Tom Lane <tgl@sss.pgh.pa.us> — 2026-01-25T01:02:44Z
Thomas Munro <thomas.munro@gmail.com> writes: > Great, it sounds like we have a plan. I think the wiki might be a > good place for that documentation. The details are likely to change, > and I wouldn't want to have to maintain that information in-tree, so I > created some PAM how-to documentation at > https://wiki.postgresql.org/wiki/RADIUS after testing on Debian and > FreeBSD. Ok ... > We could point to that from the 19 release notes and in the > deprecation notice added to the documentation for 14-18, calling it > "community-maintained guidance on migration to supported > configurations". Do we need to keep any trace of this in the 19 docs, > and if so, where? A new tombstone section? I think we don't want https://www.postgresql.org/docs/current/auth-radius.html to become 404, so I'd advocate keeping a short section with that SGML ID that says we no longer support RADIUS directly and gives a pointer to the wiki page. It probably doesn't belong exactly where it is today in the TOC, though, but shoved off in a corner somewhere. regards, tom lane
-
Re: Time to drop RADIUS support?
Aleksander Alekseev <aleksander@tigerdata.com> — 2026-01-26T13:06:35Z
Hi, > 3. That mitigation would help, but in the end it's still leaky > obfuscation of credentials + MD5-based technology that is being > formally deprecated with a mandated replacement[2], and de facto has > been for a long time. > > The real recommendation of the paper was "don't use RADIUS/UDP at > all", and I don't want to expend energy writing a RADIUS/TLS client > for a hypothetical user, so I think we should just delete it all, and > stick a deprecation notice in the release branch documentation, as > attached. That'd also mean our Windows select() and non-thread-safe > UDP kludges can be VACUUMed.

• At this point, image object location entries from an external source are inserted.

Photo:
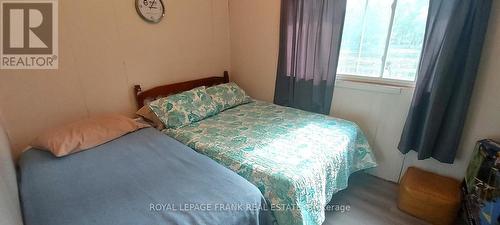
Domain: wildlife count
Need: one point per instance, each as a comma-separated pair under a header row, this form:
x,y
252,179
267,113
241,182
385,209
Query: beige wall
x,y
380,111
105,48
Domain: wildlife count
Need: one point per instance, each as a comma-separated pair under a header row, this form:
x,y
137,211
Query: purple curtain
x,y
450,58
310,37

All things considered, it sounds perfectly reasonable. +1. -- Best regards, Aleksander Alekseev
-
Re: Time to drop RADIUS support?
Thomas Munro <thomas.munro@gmail.com> — 2026-04-08T10:47:53Z
On Sun, Jan 25, 2026 at 2:02 PM Tom Lane <tgl@sss.pgh.pa.us> wrote: > I think we don't want > https://www.postgresql.org/docs/current/auth-radius.html > to become 404, so I'd advocate keeping a short section with that > SGML ID that says we no longer support RADIUS directly and > gives a pointer to the wiki page. It probably doesn't belong > exactly where it is today in the TOC, though, but shoved off > in a corner somewhere. TIL that there is an appendix for that very purpose. So, done.